Non sapevo di essere creativa, né che bastasse allenarsi per esserlo
Non mi sono mai considerata una persona particolarmente creativa, pur essendo particolarmente sensibile alla creatività altrui. Divoratrice seriale di libri, da sempre sono appassionata di arti figurative e mi è difficile immaginare una vita senza musica.
I miei disegni sono però sempre state “copie dal vero”, mentre per quanto riguarda la scrittura, pur partendo sempre piena di buoni propositi, non sono mai riuscita a dare forma ad un intreccio che mi piacesse. Di musica non ne parliamo, mi mancano le basi.
Sono sempre stata dell’idea che la tecnica fosse qualcosa che si poteva imparare da zero a qualunque età, con il giusto impegno e i giusti insegnanti.
Ma la creatività, quella no. Quella l’ho sempre vista come una caratteristica ereditaria, come gli occhi azzurri o le lentiggini.
La creatività – ho sempre pensato – non si impara, o ce l’hai o non ce l’hai.
Ho sempre dato molto credito a quella teoria piuttosto fumosa secondo la quale abbiamo un emisfero cerebrale più pragmatico ed analitico, mentre nell’altro avrebbero sede funzionalità che hanno a che fare con la non-verbalità, la vivacità, la creatività appunto.

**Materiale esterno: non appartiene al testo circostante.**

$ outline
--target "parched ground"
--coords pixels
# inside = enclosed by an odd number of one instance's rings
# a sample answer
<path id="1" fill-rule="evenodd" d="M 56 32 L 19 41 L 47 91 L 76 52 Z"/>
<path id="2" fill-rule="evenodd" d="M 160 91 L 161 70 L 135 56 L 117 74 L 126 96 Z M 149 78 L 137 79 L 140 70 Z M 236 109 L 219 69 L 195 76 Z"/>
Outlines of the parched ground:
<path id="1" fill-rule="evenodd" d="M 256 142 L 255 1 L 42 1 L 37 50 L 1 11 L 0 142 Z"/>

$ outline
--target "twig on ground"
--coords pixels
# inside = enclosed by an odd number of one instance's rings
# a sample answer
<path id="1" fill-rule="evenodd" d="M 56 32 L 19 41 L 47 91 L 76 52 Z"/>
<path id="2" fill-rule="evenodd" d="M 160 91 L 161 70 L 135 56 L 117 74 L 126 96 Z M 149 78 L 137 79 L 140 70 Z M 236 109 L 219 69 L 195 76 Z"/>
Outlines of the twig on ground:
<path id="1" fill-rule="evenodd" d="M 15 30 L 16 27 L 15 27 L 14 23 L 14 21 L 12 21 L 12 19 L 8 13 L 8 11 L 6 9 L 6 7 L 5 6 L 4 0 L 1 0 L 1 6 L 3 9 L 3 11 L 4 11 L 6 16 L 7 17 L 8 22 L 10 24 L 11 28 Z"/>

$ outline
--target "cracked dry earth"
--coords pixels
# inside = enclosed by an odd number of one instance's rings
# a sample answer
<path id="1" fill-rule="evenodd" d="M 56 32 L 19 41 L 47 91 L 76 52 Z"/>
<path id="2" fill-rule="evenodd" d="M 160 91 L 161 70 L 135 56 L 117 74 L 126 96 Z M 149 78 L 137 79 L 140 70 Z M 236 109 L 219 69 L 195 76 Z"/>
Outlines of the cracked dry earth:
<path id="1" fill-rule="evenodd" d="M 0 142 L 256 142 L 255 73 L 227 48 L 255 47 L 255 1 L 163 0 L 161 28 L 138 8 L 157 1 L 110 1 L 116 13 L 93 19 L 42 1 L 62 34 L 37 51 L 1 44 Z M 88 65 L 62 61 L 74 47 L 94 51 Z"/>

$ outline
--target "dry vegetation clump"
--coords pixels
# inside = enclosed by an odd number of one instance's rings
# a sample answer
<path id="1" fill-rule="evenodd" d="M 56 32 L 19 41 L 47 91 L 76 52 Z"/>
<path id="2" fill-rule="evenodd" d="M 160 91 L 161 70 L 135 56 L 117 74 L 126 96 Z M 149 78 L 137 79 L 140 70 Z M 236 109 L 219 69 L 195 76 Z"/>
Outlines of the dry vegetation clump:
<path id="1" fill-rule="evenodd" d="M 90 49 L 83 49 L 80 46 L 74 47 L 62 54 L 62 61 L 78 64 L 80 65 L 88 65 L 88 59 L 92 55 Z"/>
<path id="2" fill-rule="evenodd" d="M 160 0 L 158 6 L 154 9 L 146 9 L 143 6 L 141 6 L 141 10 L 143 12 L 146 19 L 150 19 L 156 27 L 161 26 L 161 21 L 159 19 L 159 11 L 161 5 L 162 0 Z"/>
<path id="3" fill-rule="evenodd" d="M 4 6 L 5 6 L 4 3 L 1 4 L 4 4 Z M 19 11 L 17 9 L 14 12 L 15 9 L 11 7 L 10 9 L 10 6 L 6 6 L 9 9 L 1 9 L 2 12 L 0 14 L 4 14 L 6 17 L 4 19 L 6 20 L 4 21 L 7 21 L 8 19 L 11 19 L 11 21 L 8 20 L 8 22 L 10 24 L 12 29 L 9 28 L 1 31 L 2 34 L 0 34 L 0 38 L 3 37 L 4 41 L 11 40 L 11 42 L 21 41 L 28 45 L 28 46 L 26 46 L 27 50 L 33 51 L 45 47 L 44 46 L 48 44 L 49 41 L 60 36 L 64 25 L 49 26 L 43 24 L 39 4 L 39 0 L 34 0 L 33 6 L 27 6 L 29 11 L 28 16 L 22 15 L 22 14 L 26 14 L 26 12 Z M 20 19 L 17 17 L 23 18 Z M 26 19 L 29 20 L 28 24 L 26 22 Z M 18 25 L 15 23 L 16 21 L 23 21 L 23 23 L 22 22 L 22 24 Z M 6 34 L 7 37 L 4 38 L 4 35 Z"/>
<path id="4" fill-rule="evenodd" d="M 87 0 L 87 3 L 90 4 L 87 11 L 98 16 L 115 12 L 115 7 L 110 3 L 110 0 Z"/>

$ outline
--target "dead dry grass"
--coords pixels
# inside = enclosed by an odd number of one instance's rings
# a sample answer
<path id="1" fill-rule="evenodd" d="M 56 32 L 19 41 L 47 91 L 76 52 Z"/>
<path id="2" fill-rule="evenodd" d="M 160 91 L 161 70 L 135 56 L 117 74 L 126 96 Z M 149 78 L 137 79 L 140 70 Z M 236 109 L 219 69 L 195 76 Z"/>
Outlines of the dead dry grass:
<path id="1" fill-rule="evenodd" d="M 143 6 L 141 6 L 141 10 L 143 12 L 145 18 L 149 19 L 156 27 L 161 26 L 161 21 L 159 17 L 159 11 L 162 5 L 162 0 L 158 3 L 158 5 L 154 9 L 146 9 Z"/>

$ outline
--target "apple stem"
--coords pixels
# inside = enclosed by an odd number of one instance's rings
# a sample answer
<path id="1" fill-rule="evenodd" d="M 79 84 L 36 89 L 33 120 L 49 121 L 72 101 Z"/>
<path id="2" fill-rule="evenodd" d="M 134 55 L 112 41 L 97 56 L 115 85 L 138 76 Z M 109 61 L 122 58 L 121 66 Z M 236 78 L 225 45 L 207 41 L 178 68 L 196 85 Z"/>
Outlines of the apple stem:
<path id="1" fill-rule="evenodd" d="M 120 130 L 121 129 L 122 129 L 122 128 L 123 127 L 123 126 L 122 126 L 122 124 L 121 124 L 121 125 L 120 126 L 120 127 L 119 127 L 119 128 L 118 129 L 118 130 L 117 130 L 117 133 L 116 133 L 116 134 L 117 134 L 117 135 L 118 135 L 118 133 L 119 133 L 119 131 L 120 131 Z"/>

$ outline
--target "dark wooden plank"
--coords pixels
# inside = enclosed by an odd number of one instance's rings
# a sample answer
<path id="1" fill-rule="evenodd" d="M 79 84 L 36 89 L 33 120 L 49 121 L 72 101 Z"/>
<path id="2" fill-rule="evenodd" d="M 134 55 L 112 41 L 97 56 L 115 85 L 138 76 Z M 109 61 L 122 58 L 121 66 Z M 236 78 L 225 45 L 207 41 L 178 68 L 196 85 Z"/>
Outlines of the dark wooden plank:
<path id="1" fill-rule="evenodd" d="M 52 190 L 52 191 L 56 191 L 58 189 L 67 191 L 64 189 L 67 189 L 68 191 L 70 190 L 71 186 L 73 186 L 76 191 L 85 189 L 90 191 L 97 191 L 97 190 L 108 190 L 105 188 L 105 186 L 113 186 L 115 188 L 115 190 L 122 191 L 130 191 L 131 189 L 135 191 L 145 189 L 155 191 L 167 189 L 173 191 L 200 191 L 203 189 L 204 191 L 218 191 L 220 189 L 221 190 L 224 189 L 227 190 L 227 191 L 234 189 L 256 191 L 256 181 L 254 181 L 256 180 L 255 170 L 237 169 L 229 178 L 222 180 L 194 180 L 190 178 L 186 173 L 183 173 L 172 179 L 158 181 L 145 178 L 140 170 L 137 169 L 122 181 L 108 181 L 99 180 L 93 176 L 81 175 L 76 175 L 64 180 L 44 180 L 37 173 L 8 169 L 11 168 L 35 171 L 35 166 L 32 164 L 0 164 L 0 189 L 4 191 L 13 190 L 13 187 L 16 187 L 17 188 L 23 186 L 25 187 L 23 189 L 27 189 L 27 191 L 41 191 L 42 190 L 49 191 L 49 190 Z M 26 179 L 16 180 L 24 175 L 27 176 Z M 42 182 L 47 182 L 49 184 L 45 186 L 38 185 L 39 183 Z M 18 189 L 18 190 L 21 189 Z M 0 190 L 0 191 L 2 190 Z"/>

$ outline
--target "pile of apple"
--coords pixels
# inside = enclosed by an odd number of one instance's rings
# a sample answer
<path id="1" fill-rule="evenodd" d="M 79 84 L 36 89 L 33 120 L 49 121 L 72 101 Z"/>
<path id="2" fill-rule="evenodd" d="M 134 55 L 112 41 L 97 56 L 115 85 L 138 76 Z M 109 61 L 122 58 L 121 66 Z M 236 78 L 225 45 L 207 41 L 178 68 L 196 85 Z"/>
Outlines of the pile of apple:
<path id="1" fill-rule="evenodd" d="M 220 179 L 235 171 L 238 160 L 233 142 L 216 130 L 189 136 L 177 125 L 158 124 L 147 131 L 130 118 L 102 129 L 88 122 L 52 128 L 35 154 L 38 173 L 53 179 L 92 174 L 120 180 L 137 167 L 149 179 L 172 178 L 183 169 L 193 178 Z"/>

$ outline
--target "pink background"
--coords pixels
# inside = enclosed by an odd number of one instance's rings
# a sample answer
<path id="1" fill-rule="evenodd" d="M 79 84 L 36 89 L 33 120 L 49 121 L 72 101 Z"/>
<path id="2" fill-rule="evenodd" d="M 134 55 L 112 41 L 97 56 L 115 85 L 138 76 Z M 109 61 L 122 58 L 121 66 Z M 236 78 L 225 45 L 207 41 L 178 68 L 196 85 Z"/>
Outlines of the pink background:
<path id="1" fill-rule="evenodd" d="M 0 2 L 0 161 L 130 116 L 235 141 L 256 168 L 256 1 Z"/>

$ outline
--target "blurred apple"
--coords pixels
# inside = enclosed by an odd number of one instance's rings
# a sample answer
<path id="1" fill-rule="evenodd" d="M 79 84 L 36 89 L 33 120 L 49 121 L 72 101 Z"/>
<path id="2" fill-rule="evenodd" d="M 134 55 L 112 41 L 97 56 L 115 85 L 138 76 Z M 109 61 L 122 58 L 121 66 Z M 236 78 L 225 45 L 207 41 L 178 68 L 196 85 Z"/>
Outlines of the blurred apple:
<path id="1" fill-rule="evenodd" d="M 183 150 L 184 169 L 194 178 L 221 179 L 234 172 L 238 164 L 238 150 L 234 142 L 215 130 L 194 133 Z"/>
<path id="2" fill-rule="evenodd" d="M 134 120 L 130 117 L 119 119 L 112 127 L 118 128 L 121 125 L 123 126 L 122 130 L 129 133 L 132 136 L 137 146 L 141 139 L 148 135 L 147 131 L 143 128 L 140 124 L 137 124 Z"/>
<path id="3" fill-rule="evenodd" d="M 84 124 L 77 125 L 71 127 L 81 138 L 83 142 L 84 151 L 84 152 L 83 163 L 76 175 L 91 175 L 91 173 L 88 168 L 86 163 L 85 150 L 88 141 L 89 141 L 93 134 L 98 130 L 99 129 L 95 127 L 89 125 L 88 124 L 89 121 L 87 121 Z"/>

In base a quale delle due aree prevale sull’altra, un individuo nasce tagliato per certi ruoli anziché altri.
Qui in agenzia gestisco il backoffice del processo commerciale ed ho sempre guardato ai colleghi del team creativo con religiosa ammirazione, quasi fossero unici depositari di una scienza infusa.
Mi sbagliavo.
Da quando sono entrata a far parte della squadra copiaincolla, mi succedono cose strane.
Ho iniziato a fare giochi di parole con i nomi dei prodotti che sento pubblicizzare alla radio, faccio molto più caso alle pubblicità in televisione o sui giornali e al modo in cui sembrano volermi raccontare qualcosa (alcune ci riescono, altre no). Addirittura mi fermo tra le corsie del supermercato a guardare con occhio critico le confezioni dei prodotti e a immaginare come si potrebbero migliorare.

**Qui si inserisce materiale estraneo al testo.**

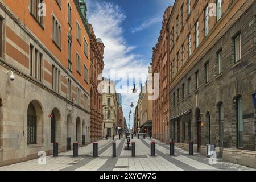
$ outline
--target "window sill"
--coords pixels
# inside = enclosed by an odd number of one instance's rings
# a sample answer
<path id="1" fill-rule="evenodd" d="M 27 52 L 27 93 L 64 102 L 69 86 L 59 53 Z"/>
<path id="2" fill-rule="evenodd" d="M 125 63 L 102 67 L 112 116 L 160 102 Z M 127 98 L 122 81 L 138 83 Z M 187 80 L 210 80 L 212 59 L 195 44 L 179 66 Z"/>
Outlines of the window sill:
<path id="1" fill-rule="evenodd" d="M 37 148 L 42 147 L 44 146 L 42 144 L 27 144 L 28 148 Z"/>
<path id="2" fill-rule="evenodd" d="M 209 85 L 209 81 L 207 83 L 205 83 L 205 84 L 204 84 L 204 86 L 207 86 Z"/>
<path id="3" fill-rule="evenodd" d="M 220 78 L 220 77 L 221 77 L 221 76 L 222 76 L 222 75 L 223 75 L 222 73 L 218 74 L 218 75 L 216 76 L 216 78 L 217 79 L 217 78 Z"/>
<path id="4" fill-rule="evenodd" d="M 241 63 L 241 59 L 238 61 L 237 63 L 236 63 L 231 68 L 234 68 L 236 67 L 237 67 L 238 65 L 240 64 L 240 63 Z"/>

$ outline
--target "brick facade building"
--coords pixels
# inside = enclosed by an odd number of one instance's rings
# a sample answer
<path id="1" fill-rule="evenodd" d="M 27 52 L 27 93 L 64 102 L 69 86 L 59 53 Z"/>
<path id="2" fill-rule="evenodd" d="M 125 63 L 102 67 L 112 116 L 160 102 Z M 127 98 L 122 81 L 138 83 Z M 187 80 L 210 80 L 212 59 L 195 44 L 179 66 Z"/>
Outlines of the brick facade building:
<path id="1" fill-rule="evenodd" d="M 163 16 L 162 28 L 152 57 L 152 84 L 154 75 L 159 74 L 159 97 L 152 101 L 152 136 L 162 141 L 169 140 L 169 30 L 170 15 L 172 7 L 168 7 Z"/>
<path id="2" fill-rule="evenodd" d="M 102 138 L 102 95 L 98 92 L 98 85 L 104 67 L 103 55 L 104 44 L 100 38 L 96 39 L 93 27 L 90 31 L 90 138 L 92 142 Z"/>
<path id="3" fill-rule="evenodd" d="M 218 156 L 252 167 L 255 9 L 250 0 L 176 1 L 168 25 L 171 139 L 204 154 L 213 144 Z"/>
<path id="4" fill-rule="evenodd" d="M 42 2 L 0 1 L 0 166 L 90 142 L 86 5 Z"/>

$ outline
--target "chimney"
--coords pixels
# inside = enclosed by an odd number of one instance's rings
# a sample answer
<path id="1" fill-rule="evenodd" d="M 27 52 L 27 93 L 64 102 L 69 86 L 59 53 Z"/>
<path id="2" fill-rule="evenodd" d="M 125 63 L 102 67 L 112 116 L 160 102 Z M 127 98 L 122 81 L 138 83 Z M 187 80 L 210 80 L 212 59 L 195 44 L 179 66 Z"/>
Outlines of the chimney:
<path id="1" fill-rule="evenodd" d="M 98 42 L 98 48 L 100 49 L 100 52 L 101 52 L 102 59 L 104 57 L 103 55 L 104 54 L 104 48 L 105 46 L 103 43 L 102 40 L 101 38 L 97 38 L 97 42 Z"/>

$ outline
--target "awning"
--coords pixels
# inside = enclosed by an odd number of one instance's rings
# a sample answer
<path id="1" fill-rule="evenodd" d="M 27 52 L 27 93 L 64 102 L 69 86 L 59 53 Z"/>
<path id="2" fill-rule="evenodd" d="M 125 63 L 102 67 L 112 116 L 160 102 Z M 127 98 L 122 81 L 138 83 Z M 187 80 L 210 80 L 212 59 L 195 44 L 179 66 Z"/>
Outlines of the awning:
<path id="1" fill-rule="evenodd" d="M 172 121 L 172 120 L 174 120 L 174 119 L 175 119 L 176 118 L 179 118 L 181 115 L 185 115 L 185 114 L 187 114 L 191 113 L 191 111 L 192 111 L 191 109 L 188 110 L 187 111 L 184 111 L 184 112 L 183 112 L 182 113 L 179 114 L 178 115 L 176 115 L 173 117 L 172 118 L 171 118 L 170 119 L 170 121 Z"/>

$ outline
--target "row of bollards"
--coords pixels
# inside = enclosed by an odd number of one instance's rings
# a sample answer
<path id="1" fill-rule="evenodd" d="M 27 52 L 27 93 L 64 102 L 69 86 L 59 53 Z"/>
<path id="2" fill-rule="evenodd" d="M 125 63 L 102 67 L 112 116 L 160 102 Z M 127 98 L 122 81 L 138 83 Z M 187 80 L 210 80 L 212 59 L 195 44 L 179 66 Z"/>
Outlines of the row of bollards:
<path id="1" fill-rule="evenodd" d="M 139 135 L 138 135 L 139 136 Z M 114 139 L 114 136 L 113 136 Z M 129 148 L 129 143 L 130 142 L 127 142 L 127 147 L 128 150 Z M 188 144 L 188 150 L 189 150 L 189 155 L 193 155 L 194 154 L 194 143 L 193 142 L 189 142 Z M 78 147 L 79 143 L 78 142 L 74 142 L 73 146 L 73 156 L 77 157 L 78 155 Z M 55 142 L 53 143 L 53 157 L 58 156 L 58 148 L 59 148 L 59 143 Z M 113 148 L 113 157 L 117 157 L 117 143 L 115 142 L 113 142 L 112 143 L 112 148 Z M 170 142 L 170 155 L 174 156 L 175 155 L 175 142 Z M 98 157 L 98 143 L 94 142 L 93 144 L 93 156 L 94 158 Z M 150 143 L 150 156 L 155 156 L 155 142 L 151 142 Z M 131 142 L 131 156 L 135 156 L 135 143 Z"/>

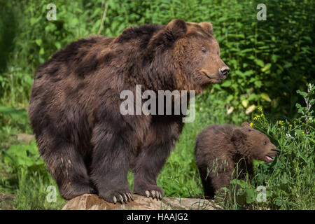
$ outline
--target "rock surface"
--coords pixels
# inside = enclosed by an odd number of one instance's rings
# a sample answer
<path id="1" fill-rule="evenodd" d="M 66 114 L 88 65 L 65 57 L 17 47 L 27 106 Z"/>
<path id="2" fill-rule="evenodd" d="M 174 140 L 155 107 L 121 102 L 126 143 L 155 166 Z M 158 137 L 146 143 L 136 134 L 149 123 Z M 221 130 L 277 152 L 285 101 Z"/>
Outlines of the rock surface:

Brainstorming, spunti di riflessione condivisi in chat o davanti al microonde in pausa pranzo, le campagne che quotidianamente elaboriamo per i nostri clienti, le strategie per comunicare e comunicarci. Ore e ore di esposizione attiva all’esercizio dello storytelling at its best che inevitabilmente hanno sbloccato un ingranaggio che neanche immaginavo di avere.

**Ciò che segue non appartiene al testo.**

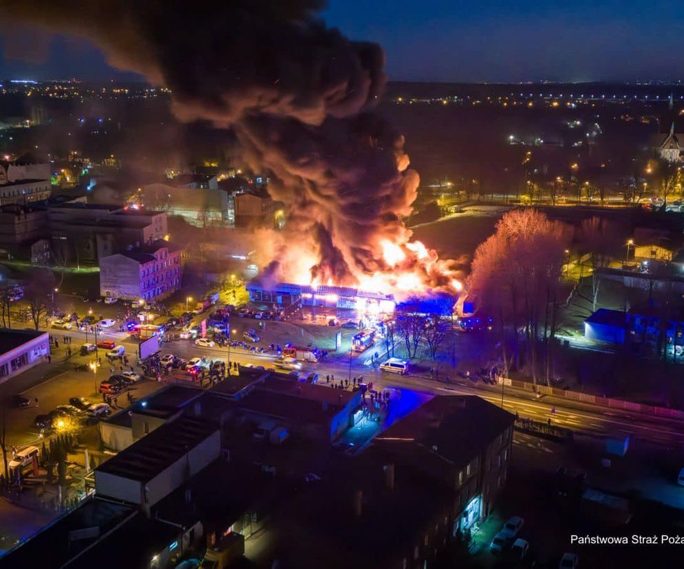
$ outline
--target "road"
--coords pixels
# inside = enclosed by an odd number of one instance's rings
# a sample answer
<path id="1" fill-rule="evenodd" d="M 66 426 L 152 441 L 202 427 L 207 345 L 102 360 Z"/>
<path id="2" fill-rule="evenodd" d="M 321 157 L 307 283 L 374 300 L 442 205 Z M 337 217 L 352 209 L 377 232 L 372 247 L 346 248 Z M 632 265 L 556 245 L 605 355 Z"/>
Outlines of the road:
<path id="1" fill-rule="evenodd" d="M 239 324 L 246 328 L 254 326 L 254 321 L 245 320 Z M 63 333 L 63 333 L 62 331 L 52 331 L 52 332 L 58 341 Z M 238 332 L 241 334 L 242 331 L 239 329 Z M 72 345 L 76 350 L 80 344 L 85 341 L 85 335 L 81 332 L 72 331 L 68 333 L 73 338 Z M 92 335 L 88 335 L 89 339 L 92 339 Z M 134 342 L 127 335 L 118 331 L 105 331 L 100 337 L 116 339 L 126 346 L 128 354 L 132 355 L 135 352 Z M 271 368 L 276 359 L 276 356 L 273 354 L 255 354 L 242 348 L 231 348 L 228 350 L 227 348 L 217 346 L 197 348 L 190 340 L 168 342 L 162 348 L 162 353 L 173 353 L 186 359 L 198 355 L 206 355 L 212 359 L 227 360 L 229 351 L 230 359 L 239 362 L 241 365 L 251 364 Z M 92 356 L 90 357 L 92 359 Z M 81 359 L 86 360 L 87 358 Z M 363 375 L 364 381 L 366 383 L 372 381 L 374 388 L 403 388 L 435 394 L 478 395 L 495 405 L 502 404 L 502 390 L 498 386 L 485 386 L 481 382 L 475 385 L 469 380 L 460 379 L 447 384 L 443 381 L 435 381 L 429 376 L 416 375 L 398 376 L 380 372 L 371 366 L 364 365 L 364 362 L 367 361 L 367 357 L 361 355 L 352 359 L 350 366 L 348 357 L 331 356 L 330 361 L 318 364 L 303 363 L 302 373 L 316 372 L 323 383 L 325 383 L 325 377 L 328 375 L 333 376 L 336 381 Z M 104 368 L 105 366 L 103 365 L 103 367 Z M 105 379 L 107 372 L 108 370 L 100 372 L 101 379 Z M 81 375 L 83 375 L 81 372 Z M 92 377 L 92 375 L 89 377 Z M 86 388 L 89 392 L 88 394 L 92 394 L 93 385 L 93 381 L 89 381 Z M 73 394 L 69 394 L 68 397 L 72 397 Z M 68 397 L 65 399 L 68 399 Z M 553 424 L 567 427 L 577 433 L 595 436 L 624 435 L 629 433 L 638 441 L 648 442 L 665 448 L 684 447 L 684 421 L 608 409 L 591 403 L 568 401 L 550 396 L 536 399 L 533 393 L 511 387 L 504 388 L 503 405 L 504 409 L 512 413 L 517 412 L 521 417 L 544 422 L 551 419 Z"/>

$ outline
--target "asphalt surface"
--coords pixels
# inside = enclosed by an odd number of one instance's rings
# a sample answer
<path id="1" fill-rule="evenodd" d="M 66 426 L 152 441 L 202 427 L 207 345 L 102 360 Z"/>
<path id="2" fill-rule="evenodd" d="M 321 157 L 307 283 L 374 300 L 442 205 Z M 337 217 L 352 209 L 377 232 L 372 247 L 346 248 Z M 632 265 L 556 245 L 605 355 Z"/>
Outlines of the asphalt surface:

Ed è così che ho capito che la creatività è un’abilità che possiamo allenare.
Proprio come la velocità nella corsa: c’è chi nasce più predisposto di altri, ma è l’esercizio quotidiano che finisce per fare la differenza.
Lavorare gomito a gomito con i colleghi creativi per definizione ha cambiato il modo in cui guardo alle cose. Proprio questa è la chiave: non tanto andare alla ricerca di qualcosa che stupisca ad ogni costo, ma piuttosto lasciarsi prendere dallo stupore di un nuovo punto di vista.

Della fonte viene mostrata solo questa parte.